Little Tree by Loren Long
Age Range: 5 – 8
Simple, bright illustrations accompany Loren Long’s graceful story of accepting change and learning to grow. Little Tree showcases Long’s drawings, which span both pages with ease and innocence; color and design evolve with the story, echoing Little Tree’s journey. As the atmosphere of fall begins to fade into winter, Little Tree engages Lil’ Sprouts with the changing of seasons.
- Go outside and collect as many leaves of as many different colors as you can. Arrange them from red to yellow. Take a picture and email us at email@example.com!
- Go on a Fall Scavenger Hunt outside in a park or on a hike. Can you find something: old, young, soft, bigger than your hand, smaller than your eye, or crooked?
- What are all the adjectives that you can think of to describe fall?
- Why do leaves change color in the fall?
When fall begins, the days shorten and there is less and less sunlight. As the days darken and become cold, a molecule in the leaves of trees, chlorophyll, begins to breaks down. Chlorophyll allows plants to absorb energy from sunlight (transforming carbon dioxide and water into carbohydrates) and is responsible for leaves’ green color. In fact, chlorophyll is sometimes used as green food coloring! With dropping temperatures and little light, chlorophyll stops creating food for the tree, and the yellow and red colors in the leaf begin to show through.
- Why do leaves fall off of the tree?
To help trees survive the colder temperatures of winter, a layer develops separating the leaf from the branch, until the wind blows the leaf right off. In the warmer months, the tree loses water through its leaves, but during the winter, it does not receive enough water to replace what it has lost so it must shed its leaves in order to survive. When spring arrives, the tree grows new leaves.
Keeping a Nature Journal: Discover a Whole New Way of Seeing the World by Clare Walker Leslie & Charles E. Roth
Age Range: 14+ (with activities for the whole family)
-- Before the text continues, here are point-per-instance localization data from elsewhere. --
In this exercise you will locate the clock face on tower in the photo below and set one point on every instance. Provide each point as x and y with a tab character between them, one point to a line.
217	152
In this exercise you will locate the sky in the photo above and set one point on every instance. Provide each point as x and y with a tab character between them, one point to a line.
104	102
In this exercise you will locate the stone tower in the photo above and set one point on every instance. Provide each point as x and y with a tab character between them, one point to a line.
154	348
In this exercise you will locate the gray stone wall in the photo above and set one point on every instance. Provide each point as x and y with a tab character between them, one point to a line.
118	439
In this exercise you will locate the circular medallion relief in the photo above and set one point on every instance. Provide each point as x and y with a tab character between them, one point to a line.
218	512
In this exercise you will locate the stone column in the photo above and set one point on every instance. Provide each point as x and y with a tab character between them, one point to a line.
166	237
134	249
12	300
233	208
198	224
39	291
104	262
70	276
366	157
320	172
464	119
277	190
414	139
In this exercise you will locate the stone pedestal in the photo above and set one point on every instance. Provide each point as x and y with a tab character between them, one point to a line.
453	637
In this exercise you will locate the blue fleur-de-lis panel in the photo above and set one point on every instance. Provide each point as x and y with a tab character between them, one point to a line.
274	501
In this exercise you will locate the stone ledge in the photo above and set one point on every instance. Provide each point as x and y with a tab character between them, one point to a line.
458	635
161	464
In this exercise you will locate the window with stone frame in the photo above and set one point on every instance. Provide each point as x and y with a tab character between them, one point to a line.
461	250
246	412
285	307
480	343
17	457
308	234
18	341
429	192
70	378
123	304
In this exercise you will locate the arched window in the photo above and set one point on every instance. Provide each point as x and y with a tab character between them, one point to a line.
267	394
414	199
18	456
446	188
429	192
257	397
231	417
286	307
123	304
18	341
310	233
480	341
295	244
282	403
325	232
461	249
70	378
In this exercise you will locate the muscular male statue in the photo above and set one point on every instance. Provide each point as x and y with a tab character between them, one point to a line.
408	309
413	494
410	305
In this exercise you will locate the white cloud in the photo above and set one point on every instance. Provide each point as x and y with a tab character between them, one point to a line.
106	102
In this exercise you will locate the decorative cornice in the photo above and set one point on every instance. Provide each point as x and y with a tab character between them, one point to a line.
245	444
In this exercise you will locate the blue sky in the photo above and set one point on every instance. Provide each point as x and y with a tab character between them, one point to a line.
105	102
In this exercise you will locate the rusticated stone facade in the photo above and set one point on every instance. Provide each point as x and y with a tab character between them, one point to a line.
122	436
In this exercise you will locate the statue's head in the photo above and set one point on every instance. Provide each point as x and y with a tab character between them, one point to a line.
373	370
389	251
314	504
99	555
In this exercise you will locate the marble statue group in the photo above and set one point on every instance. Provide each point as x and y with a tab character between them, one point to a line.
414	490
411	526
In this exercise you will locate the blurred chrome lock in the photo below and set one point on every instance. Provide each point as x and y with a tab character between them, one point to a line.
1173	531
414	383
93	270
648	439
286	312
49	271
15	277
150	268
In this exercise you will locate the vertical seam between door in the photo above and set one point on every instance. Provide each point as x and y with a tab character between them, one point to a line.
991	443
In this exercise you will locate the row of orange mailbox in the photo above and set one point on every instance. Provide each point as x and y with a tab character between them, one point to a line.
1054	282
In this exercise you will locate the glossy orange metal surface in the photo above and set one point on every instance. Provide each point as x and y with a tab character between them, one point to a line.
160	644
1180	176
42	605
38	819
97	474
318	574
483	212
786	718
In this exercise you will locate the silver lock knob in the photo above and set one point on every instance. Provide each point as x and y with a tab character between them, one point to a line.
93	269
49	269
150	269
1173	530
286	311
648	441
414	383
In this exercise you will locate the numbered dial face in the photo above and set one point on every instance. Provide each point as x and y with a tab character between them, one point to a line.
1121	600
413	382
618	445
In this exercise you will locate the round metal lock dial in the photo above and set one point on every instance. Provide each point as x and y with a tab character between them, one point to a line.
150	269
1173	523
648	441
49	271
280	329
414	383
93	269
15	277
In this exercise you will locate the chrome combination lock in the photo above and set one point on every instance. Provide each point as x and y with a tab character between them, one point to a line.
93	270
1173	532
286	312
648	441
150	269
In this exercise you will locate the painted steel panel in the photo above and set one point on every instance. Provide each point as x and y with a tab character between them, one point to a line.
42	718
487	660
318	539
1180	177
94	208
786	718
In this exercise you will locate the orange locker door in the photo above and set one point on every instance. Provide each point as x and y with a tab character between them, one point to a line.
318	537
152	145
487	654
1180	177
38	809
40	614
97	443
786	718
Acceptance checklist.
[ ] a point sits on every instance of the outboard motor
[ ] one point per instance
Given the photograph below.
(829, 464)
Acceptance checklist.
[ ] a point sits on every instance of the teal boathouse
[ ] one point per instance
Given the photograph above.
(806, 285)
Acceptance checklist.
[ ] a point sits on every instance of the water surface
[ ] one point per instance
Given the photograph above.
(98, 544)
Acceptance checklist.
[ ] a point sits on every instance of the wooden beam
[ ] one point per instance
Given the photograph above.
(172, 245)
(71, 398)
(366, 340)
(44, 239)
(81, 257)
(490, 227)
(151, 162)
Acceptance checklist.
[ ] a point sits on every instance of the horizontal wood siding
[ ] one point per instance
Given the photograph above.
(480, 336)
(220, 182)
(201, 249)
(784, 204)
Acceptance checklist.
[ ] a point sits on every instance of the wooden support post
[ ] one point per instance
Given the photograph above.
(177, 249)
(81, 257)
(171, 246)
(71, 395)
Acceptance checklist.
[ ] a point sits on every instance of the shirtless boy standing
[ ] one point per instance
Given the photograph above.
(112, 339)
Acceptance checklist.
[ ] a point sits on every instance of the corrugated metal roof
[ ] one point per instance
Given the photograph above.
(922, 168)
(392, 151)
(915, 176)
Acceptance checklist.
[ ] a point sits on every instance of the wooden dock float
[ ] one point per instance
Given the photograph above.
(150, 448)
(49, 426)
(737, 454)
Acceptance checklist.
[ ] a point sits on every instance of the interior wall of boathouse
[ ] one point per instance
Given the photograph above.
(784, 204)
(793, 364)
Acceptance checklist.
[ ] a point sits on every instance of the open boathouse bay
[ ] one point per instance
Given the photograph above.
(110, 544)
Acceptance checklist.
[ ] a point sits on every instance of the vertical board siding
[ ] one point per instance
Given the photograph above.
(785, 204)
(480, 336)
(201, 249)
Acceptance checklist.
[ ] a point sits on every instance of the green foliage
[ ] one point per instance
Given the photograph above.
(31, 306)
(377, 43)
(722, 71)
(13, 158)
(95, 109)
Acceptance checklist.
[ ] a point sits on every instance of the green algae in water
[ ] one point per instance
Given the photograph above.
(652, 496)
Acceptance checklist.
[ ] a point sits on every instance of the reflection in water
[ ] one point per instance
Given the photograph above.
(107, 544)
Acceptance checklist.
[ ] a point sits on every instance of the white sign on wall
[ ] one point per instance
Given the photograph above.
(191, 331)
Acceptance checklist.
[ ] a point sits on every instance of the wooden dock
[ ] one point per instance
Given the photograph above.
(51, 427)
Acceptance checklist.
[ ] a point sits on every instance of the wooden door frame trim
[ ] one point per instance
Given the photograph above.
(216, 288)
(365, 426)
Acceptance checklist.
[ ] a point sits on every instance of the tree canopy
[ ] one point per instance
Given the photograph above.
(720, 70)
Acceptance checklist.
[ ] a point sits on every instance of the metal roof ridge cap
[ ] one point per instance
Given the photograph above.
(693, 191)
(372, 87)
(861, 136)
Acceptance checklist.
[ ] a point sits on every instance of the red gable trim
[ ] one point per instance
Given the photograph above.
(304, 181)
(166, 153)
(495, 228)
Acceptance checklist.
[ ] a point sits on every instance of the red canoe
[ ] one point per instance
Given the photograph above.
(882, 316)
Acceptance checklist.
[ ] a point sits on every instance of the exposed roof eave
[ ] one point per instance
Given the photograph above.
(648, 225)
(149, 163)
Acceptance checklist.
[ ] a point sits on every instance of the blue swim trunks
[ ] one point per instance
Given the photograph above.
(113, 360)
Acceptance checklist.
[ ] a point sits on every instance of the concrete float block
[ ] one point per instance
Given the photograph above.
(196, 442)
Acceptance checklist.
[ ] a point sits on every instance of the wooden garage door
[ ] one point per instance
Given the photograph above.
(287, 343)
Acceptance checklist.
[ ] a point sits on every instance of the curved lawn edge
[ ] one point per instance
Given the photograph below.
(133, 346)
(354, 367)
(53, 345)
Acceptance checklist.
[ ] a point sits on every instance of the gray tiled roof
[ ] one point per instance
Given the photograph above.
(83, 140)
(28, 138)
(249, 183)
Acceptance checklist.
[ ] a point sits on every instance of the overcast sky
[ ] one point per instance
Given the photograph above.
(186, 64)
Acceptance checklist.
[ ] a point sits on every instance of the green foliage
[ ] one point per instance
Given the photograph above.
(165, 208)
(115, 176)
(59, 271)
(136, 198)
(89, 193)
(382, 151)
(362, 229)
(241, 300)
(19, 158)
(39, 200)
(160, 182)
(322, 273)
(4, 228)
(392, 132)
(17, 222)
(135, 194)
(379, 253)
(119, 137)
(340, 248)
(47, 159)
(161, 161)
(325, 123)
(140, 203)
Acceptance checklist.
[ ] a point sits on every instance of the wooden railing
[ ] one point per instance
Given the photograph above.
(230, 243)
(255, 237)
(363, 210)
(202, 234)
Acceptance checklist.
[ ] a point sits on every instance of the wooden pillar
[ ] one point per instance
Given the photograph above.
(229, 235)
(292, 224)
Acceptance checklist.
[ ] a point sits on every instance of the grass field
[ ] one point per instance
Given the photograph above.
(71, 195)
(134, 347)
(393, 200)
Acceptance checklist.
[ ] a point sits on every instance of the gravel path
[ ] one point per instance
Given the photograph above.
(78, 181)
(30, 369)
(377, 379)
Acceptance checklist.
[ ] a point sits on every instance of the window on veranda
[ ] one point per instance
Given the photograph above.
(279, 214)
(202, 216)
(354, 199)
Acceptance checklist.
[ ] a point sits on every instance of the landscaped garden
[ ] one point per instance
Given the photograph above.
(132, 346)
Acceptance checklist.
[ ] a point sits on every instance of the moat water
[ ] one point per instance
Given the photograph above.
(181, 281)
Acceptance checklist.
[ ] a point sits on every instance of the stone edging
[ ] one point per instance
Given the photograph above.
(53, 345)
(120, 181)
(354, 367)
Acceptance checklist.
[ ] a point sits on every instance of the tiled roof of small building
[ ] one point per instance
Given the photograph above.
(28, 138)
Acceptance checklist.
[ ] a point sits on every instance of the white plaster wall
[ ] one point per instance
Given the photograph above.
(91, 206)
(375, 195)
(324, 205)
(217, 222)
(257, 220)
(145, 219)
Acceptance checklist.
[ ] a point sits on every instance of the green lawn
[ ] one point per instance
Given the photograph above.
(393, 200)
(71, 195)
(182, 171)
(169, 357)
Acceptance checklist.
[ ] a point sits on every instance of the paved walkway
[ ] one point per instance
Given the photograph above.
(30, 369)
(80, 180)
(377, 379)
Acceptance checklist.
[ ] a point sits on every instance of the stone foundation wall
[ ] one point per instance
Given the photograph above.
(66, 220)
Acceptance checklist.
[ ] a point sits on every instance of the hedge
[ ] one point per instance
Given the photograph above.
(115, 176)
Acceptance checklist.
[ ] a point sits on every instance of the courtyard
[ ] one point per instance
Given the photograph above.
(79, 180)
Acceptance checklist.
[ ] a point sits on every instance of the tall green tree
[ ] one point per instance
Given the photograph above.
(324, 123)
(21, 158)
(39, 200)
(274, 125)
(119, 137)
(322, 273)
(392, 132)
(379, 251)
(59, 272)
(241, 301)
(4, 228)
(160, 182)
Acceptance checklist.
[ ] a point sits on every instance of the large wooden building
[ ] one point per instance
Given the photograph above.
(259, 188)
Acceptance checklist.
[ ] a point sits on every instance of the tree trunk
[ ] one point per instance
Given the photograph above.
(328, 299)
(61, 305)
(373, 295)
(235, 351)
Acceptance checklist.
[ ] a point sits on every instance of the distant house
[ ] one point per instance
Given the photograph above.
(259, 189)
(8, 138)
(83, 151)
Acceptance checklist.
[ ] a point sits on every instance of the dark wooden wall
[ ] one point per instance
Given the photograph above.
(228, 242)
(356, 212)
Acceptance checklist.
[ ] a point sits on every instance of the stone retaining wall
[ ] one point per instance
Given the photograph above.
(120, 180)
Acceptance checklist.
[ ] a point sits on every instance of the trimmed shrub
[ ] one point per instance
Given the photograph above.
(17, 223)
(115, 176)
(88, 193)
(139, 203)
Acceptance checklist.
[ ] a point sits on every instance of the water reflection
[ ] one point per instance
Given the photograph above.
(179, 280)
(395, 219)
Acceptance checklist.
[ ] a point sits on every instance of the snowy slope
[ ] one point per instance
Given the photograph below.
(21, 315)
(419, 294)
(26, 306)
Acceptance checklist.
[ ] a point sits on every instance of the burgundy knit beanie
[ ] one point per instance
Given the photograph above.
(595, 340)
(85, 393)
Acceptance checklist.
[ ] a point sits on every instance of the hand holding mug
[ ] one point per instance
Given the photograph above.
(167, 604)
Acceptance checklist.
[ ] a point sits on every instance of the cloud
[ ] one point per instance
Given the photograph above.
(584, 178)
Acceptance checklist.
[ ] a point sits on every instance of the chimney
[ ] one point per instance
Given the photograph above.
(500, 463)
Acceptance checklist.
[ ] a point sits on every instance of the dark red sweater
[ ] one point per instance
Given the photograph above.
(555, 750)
In Keeping a Nature Journal, Leslie and Roth present a calm, old fashioned approach to interacting with nature, one that encourages diverse forms of contact with the great outdoors. Guided exercises–from the creative (experimenting with drawing materials) to the scientific (how to set up your own research project)–focus on observation and appreciation (a seasonal complement to the holidays). Each of the activities seeks to develop a sense of place, and to equip the reader with specific skills like meditation or understanding basic drawing principles. With a chapter exclusively devoted to experiencing and enjoying nature in the winter, Keeping a Nature Journal is an ideal choice as the weather starts to turn cold.